Маринка совсем не похожа на цыганку – большие, светлые, печальные глаза с немного набрякшими веками, бледное лицо, серо-пепельные волосы, полные губы, прямой аккуратный носик… От цыганского племени ей достался довольно тяжелый подбородок с запавшими как у Марлен Дитрих щеками… И пение… И гитара… И непрекращающаяся цыганская тоска, которая всегда жила у нее в душе. Марина рано потеряла родителей. Росла почти сиротой. Жила у бабушки – не у той цыганской бабки, что дала девочке неестественно знойное имя Мариула, назвала Мариулой – словно выполнила свое главное жизненное предназначение – да и скончалась вскоре. А у обычной русской бабульки, матушки ее матери, у терпеливой Матрены, которая привычно всю жизнь тянула свою лямку, была внучке и бабкой, и матерью, и отцом. Что она могла дать девочке? Заботу и любовь. Больше у нее ничего и не было. Но разве это так мало? Выросла внучка справная. Ладная да покладистая. Тихая и задумчивая. С детства знала откуда-то совершенно точно, была уверена в том, что непременно станет актрисой. Поступила после школы в студию Театра на Грибоедова и с 20 лет уже выходила на сцену. И что за роли ей доставались? – одна другой лучше. С завистью поглядывали на нее смазливые сокурсницы – конкурентки по сценическому цеху.

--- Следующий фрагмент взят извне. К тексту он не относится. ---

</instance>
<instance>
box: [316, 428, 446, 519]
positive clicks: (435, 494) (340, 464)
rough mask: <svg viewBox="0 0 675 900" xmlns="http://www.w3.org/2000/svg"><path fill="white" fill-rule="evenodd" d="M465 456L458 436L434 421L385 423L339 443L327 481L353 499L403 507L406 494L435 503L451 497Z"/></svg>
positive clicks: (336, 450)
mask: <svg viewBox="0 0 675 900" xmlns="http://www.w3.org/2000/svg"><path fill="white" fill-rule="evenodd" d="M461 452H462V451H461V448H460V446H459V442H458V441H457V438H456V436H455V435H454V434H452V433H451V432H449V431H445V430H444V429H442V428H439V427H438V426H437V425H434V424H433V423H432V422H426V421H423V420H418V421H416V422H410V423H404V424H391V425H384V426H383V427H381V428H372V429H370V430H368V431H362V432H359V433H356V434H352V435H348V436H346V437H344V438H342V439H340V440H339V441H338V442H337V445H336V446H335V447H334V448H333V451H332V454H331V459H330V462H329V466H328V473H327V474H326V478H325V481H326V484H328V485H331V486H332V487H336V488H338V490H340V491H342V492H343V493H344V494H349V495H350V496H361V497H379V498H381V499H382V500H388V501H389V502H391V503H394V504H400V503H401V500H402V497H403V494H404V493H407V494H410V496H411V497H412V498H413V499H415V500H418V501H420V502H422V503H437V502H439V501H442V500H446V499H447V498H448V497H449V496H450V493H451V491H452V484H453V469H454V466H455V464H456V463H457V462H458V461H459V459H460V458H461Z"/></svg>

Только закончился последний прогон "Бесприданницы". Маринка пела, играла на гитаре, любила, страдала, плакала и умирала. Главреж Георгий Яковлевич Шаргородский был в восторге. Всякие заслуженные да народные смотрели удивленно, некоторые с уважением: такая молодая, а, поди же ты… Пожилые матроны злились – они, несомненно, сыграли бы лучше, однако… Этот пожилой сластолюбец Жора… Он предпочитает, конечно, натуру более свежую, в этом вся причина… Молодые актрисы – все как на подбор красотки, им надо биться за место под солнцем – смотрели во все глаза, очень хотелось поймать на ошибке, фальши, разнести, расшушукать, припечатать, съесть, обглодать и съесть… И косточки выбросить. Такие хорошенькие, юные, голодные волчицы.